Vanillin is an organic compound with the molecular formula C8H8O3. It is the main ingredient
of the volatile compounds of the vanilla pod. Mostly, it has great significance as aroma and
flavor enhancer in food industry. It is also used in the perfume industry and cosmetic industry
as a fragrance and the pharmacy as an agent for covering an unpleasant odor. The natural
vanillin or vanilla extract is produced from the pods of Vanilla planifolia and Vanilla tahitensis,
which are first dried and then extracted by organic solvent. In addition to vanillin, the end
product contains also approximately two hundred other compounds that are present in the
vanilla pod in very small concentrations. Synthetic vanillin is prepared by chemical
transformations from guaiacol, lignin, and coniferin. The interest in the biotechnological
extraction of vanillin is increasing.
The purpose of the bachelor’s thesis was to synthesize derivatives of vanillin and evaluate them
by an olfactory test to ascertain how the change in the chemical structure of a compound
influences their scent. We synthesized ten derivatives of vanillin: ethers, esters, and the reduced
derivative. We cleansed the derivatives by the column adsorption chromatography where we
used the mixture of ethyl acetate and hexane in the ratio 1 : 2. We confirmed the identity of
synthesized products with analytical methods. We evaluated the end compounds olfactory by
an olfactory test where we were interested in pleasantness and the scent intensity, as well as in
the associations of the other scents.
The results of the olfactory analysis showed that the changes in the chemical structure influence
the change in the scent importantly. Three derivatives preserved the pleasant scent of vanillin.

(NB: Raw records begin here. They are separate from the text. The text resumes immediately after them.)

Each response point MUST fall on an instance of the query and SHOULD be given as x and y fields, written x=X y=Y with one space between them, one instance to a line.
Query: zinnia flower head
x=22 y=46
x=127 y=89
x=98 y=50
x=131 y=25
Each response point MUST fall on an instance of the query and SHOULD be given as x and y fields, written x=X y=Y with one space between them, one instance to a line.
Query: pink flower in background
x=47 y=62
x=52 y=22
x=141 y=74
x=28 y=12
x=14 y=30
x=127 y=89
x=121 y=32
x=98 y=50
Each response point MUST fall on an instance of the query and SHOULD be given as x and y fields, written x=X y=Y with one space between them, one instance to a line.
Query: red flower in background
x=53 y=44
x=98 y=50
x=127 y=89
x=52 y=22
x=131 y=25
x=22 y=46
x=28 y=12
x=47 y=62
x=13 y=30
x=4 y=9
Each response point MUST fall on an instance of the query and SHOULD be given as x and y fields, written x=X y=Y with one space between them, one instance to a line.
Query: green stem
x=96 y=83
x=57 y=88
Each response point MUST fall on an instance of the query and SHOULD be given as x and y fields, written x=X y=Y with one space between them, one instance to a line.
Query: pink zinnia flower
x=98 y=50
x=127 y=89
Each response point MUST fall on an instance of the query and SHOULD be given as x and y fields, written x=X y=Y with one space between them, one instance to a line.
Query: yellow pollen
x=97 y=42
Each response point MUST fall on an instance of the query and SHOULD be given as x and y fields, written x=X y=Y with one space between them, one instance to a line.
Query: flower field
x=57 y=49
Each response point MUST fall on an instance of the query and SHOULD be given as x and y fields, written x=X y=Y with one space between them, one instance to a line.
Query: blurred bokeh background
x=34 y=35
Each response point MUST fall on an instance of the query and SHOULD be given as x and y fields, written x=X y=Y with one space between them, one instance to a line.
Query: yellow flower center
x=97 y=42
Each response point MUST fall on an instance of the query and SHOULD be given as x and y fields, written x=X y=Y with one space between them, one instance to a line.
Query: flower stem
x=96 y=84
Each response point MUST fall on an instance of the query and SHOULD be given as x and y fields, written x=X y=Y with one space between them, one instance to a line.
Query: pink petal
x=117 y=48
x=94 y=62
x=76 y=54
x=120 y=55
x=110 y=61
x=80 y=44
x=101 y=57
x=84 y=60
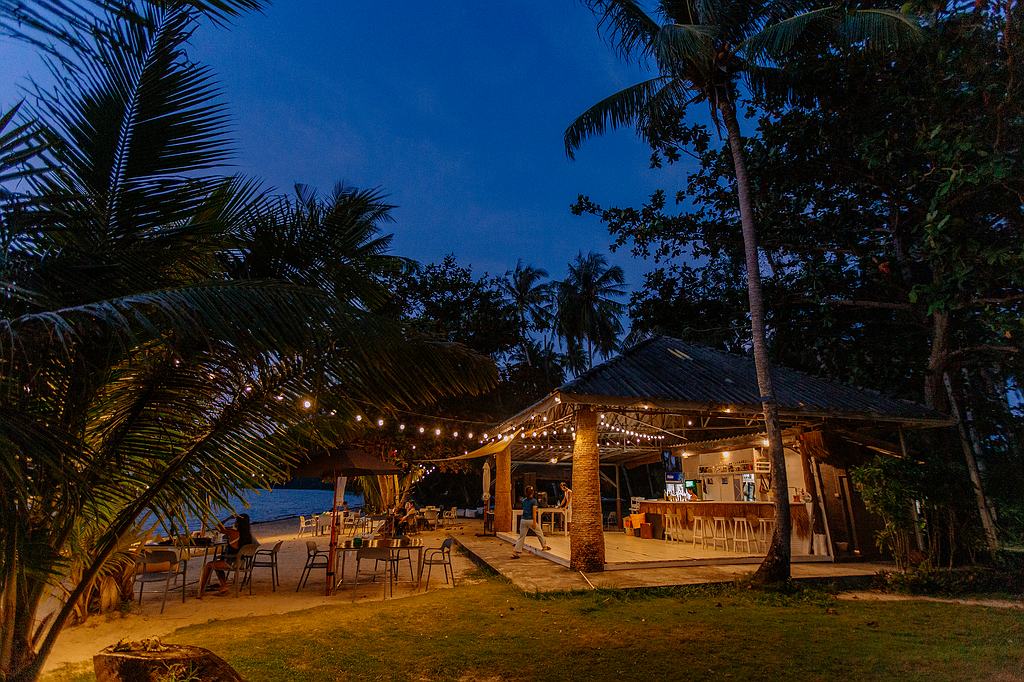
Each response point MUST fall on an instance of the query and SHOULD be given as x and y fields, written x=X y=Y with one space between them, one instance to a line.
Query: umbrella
x=339 y=464
x=344 y=462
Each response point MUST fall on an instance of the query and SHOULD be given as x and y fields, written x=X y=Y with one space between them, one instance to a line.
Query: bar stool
x=673 y=528
x=766 y=528
x=742 y=534
x=700 y=530
x=720 y=533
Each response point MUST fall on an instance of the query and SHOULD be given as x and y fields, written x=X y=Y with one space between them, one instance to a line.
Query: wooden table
x=392 y=544
x=541 y=511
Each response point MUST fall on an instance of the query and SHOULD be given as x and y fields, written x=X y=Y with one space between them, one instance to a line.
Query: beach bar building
x=695 y=412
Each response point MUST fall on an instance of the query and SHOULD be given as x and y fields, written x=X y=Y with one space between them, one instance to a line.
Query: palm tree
x=530 y=300
x=138 y=373
x=701 y=50
x=588 y=311
x=334 y=244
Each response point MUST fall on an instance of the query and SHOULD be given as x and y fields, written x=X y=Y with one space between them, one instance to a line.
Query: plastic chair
x=242 y=567
x=673 y=527
x=378 y=555
x=315 y=558
x=700 y=530
x=430 y=517
x=766 y=528
x=162 y=566
x=439 y=557
x=267 y=559
x=742 y=534
x=719 y=533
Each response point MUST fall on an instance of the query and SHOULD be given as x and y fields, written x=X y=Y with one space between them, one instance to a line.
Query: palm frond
x=875 y=29
x=19 y=144
x=879 y=29
x=57 y=27
x=616 y=111
x=680 y=44
x=136 y=119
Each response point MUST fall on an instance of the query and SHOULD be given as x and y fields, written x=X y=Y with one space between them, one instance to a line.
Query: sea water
x=283 y=503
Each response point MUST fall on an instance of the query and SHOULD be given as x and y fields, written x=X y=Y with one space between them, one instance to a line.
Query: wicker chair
x=315 y=558
x=439 y=557
x=267 y=559
x=162 y=566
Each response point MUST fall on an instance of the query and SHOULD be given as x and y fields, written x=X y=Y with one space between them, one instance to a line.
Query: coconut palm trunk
x=775 y=567
x=586 y=531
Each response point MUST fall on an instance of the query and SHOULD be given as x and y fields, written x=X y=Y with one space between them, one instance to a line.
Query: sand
x=79 y=643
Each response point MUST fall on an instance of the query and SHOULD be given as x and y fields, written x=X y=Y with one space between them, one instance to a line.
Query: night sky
x=455 y=109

The others were unpleasant. The molecular mass of the compound and the functional group and
the polarity of the molecule influence the intensity of the scent mostly. Greater the molecular
mass and the polarity of the compound are, lesser is the vaporization and thus the scent intensity.
The olfactory analysis showed that synthesized esters have greater scent intensity than ethers.
By the results of the olfactory analysis, we ascertained that the chemical structure (mostly of
the functional group and the size of the molecule) influences the pleasantness and the scent
intensity importantly.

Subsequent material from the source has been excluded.